Does Black have the time to rejuvenate all the franchises your dad (or grandpa) is so very fond of? Who cares! Let’s just throw another one on the pile and see what happens. That’s the strategy Sony has apparently taken, as they’ve commissioned The Destroyer from adapting writers Jim Uhls and James Mullaney (one of the many authors of the “Destroyer” book series). Now, according to Deadline, they’re handing that script to Black and instructing him to run with it.
For those who don’t know what “The Destroyer” is (I’ll venture a guess and say that’s everyone), here’s a quick recap:
“The Destroyer” is a series of adventure books about Remo Williams, an ordinary beat cop convicted of a crime he didn’t commit and sentenced to death (and yes, this sounds so very rote, but keep reading because it’s about to get incredible). Williams is executed — at least, as far as anyone in the public eye knows. Really, his death was a sham, a front for the government to take in this random officer and train him in Sinanju, the secret and deadly ninja art that authors Warren Murphy and Richard Sapir made up off the top of their heads.
Having become the ninja spy he was born to be, Williams then sets about murdering all those threats that the general public must never know about. Threats like:
- Shape-shifting robots
- Hindu gods
- Chinese vampires
- Everything else you can think of that’s both profoundly stupid and profoundly awesome
Seriously, everything else. Because there have been more than 150 Remo Williams books, released as recently as 2012 (the series began in 1971). And though “The Destroyer” already had one film — the 1985 Remo Williams: The Adventure Begins — it needs an adaptation that captures the series’ true sense of batshit crazy.

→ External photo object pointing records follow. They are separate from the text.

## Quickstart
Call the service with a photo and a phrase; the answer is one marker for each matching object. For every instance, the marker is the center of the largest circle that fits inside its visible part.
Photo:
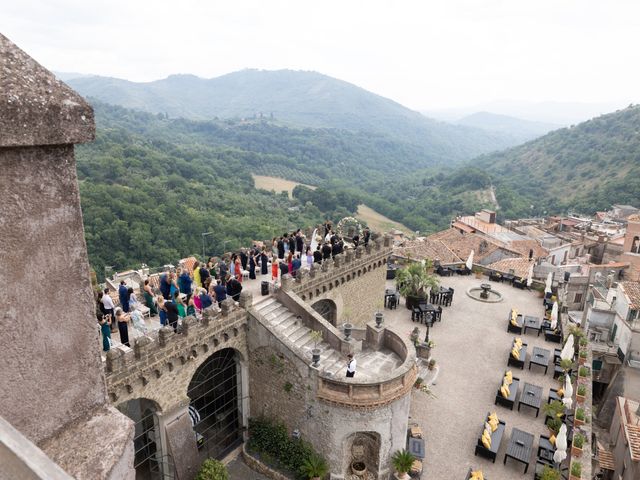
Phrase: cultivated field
(277, 184)
(377, 221)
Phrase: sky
(424, 54)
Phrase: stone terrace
(472, 346)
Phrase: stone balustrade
(163, 351)
(334, 272)
(372, 394)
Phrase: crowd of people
(186, 292)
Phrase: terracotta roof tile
(520, 266)
(632, 289)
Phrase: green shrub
(578, 440)
(212, 470)
(270, 438)
(576, 469)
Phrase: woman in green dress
(105, 328)
(149, 299)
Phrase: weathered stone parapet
(167, 351)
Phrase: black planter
(413, 302)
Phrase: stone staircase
(284, 324)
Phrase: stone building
(158, 409)
(54, 411)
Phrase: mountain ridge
(301, 98)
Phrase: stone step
(298, 335)
(279, 310)
(268, 306)
(295, 325)
(278, 320)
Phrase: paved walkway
(472, 345)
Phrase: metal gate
(215, 395)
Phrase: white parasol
(554, 316)
(561, 445)
(530, 276)
(470, 261)
(568, 392)
(567, 350)
(547, 286)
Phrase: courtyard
(472, 347)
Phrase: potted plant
(414, 283)
(581, 393)
(582, 357)
(579, 417)
(576, 445)
(402, 461)
(212, 470)
(566, 364)
(314, 467)
(576, 470)
(550, 473)
(316, 336)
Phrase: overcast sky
(424, 54)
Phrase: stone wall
(161, 368)
(354, 281)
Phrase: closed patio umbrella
(567, 350)
(554, 316)
(547, 286)
(568, 392)
(561, 445)
(470, 261)
(530, 275)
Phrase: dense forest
(151, 185)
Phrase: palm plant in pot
(314, 467)
(316, 336)
(581, 393)
(414, 282)
(402, 461)
(576, 445)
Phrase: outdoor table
(540, 356)
(519, 447)
(388, 293)
(416, 447)
(427, 311)
(532, 323)
(531, 397)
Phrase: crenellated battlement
(163, 352)
(343, 268)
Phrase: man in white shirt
(351, 366)
(107, 301)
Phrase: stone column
(53, 384)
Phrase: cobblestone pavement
(472, 346)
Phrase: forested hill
(585, 168)
(297, 98)
(150, 186)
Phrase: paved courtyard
(472, 346)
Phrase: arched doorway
(215, 393)
(328, 310)
(149, 461)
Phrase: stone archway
(215, 394)
(327, 309)
(363, 448)
(150, 462)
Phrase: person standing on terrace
(148, 299)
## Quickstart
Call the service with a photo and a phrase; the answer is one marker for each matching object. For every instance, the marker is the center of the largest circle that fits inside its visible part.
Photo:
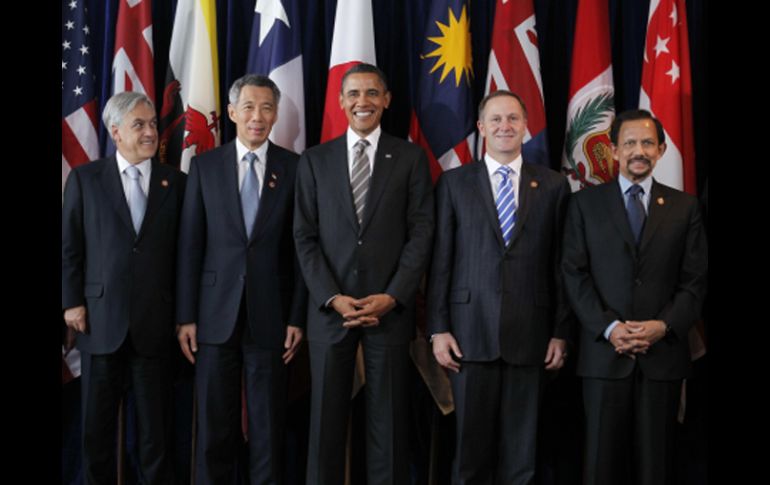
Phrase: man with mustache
(634, 265)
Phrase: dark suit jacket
(217, 260)
(608, 279)
(388, 254)
(498, 301)
(125, 280)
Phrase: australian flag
(276, 51)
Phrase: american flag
(80, 142)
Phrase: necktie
(137, 200)
(250, 194)
(635, 210)
(506, 203)
(359, 180)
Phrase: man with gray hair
(119, 227)
(241, 300)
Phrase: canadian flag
(352, 43)
(667, 91)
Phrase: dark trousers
(220, 371)
(496, 405)
(630, 430)
(105, 380)
(386, 390)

That 1985 flick had Fred Ward fake murdered, and it had him trained in a ridiculous sounding phony ninjutsu, but the government only tasked him with murdering other corrupt government officials. Which is a colossal waste, because were-tigers. Come on, people. If were-tigers are an official part of the source material, put them in the movie adaptation. There’s no excuse not to do this.
Black is a filmmaker who knows how to have fun. Hopefully, he also understands the crucial importance of were-tigers in our modern cinema culture. It seems likely. He’s known for having fun with a gigantic action film, so he’s probably got grand designs for The Destroyer that include all the craziest crap he could find after sifting through more than 150 of the goofiest adventure novels known to man. Now we sit and we wait to see whether Doc Savage, Predator or The Destroyer is the first one to take Black’s full attention. And also for were-tigers.